INFO:tensorflow:Starting evaluation at 2018-04-02-22:49:15
INFO:tensorflow:Graph was finalized.
INFO:tensorflow:Restoring parameters from /projects/MNIST-GCP/output/model.ckpt-150
INFO:tensorflow:Running local_init_op.
INFO:tensorflow:Done running local_init_op.
INFO:tensorflow:Evaluation [3/30]
INFO:tensorflow:Evaluation [6/30]
INFO:tensorflow:Evaluation [9/30]
INFO:tensorflow:Evaluation [12/30]
INFO:tensorflow:Evaluation [15/30]
INFO:tensorflow:Evaluation [18/30]
INFO:tensorflow:Evaluation [21/30]
INFO:tensorflow:Evaluation [24/30]
INFO:tensorflow:Evaluation [27/30]
INFO:tensorflow:Evaluation [30/30]
INFO:tensorflow:Finished evaluation at 2018-04-02-22:49:15
INFO:tensorflow:Saving dict for global step 150: accuracy = 0.8552381, global_step =150, loss = 0.95031387

从日志看来，训练似乎在第一个评估步骤后停止。我从文档中遗漏了什么？你能解释一下我应该如何实现我认为我的代码正在做的事情吗？

附加信息我正在使用 MNIST 数据集运行所有内容，该数据集在训练集中有 50,000 张图像，因此（我认为）模型应该运行 *num_epochs*50,000/batch_size ≃ 7,000 步*

衷心感谢您的帮助！

编辑：运行实验后，我意识到 max_steps 控制整个训练过程的步数，而不仅仅是计算测试集指标之前的步数。阅读 tf.estimator.Estimator.train，我看到它有一个 steps 参数，它以增量方式工作并受 max_steps 限制；但是，tf.estimator.TrainSpec 没有 steps 参数，这意味着我无法控制在验证集上计算指标之前要采取的步骤数。

【问题讨论】：

标签： python tensorflow

【解决方案1】：

事实上，每 200 秒或当您的训练结束时，估算器将从训练阶段切换到评估阶段。

但是，我们可以在您的代码中看到，您能够在评估开始前达到 125 步，这意味着您的训练完成了。 max_steps 是在停止之前重复训练的次数，与 epoch 的数量有任何联系（因为它没有在 tf.estimator.train_and_evaluate 中使用）。在您的训练期间，您的评估指标将出现在每个节流_秒（=200 这里）。

关于您可以在模型中添加的指标：

predict = tf.nn.softmax(logits, name="softmax_tensor")
classes = tf.cast(tf.argmax(predict, 1), tf.uint8)

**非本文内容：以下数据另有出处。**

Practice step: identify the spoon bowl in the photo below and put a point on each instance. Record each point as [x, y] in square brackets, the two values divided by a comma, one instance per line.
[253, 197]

def conv_model_eval_metrics(classes, labels, mode):
    if mode == tf.estimator.ModeKeys.TRAIN or mode == tf.estimator.ModeKeys.EVAL:
        return {
            'accuracy': tf.metrics.accuracy(classes, labels),
            'precision': tf.metrics.precision(classes, labels),
            'recall': tf.metrics.recall(classes, labels),
        }
    else:
        return None

eval_metrics = conv_model_eval_metrics(classes, labels, mode)
with tf.variable_scope("performance_metrics"):
    #Accuracy is the most intuitive performance measure and it is simply a
        #ratio of correctly predicted observation to the total observations.
    tf.summary.scalar('accuracy', eval_metrics['accuracy'][1])

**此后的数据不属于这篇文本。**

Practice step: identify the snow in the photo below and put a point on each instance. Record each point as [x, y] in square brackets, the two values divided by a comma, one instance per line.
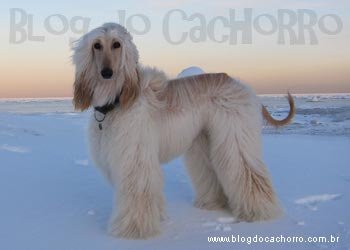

    #How many selected items are relevant
    #Precision is the ratio of correctly predicted positive observations to
        #the total predicted positive observations.
    tf.summary.scalar('precision', eval_metrics['precision'][1])

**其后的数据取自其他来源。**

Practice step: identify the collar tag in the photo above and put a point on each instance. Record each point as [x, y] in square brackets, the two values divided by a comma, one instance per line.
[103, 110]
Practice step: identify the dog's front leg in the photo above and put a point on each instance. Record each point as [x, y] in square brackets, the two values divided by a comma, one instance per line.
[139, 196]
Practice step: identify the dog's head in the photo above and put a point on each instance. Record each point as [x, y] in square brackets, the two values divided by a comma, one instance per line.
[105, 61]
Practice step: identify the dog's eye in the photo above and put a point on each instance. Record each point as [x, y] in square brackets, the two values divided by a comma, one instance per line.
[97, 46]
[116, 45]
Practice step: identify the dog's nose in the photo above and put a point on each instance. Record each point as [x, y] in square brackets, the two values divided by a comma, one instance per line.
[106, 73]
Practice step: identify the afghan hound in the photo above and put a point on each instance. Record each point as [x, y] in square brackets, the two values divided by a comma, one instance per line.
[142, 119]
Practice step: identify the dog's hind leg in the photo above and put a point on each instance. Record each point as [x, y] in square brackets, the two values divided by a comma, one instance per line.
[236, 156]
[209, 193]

    #How many relevant items are selected
    #Recall is the ratio of correctly predicted positive observations to
        #the all observations in actual class
    tf.summary.scalar('recall', eval_metrics['recall'][1])

在训练和评估期间，在 tensorboard 上跟踪精度、召回率和准确率非常有效。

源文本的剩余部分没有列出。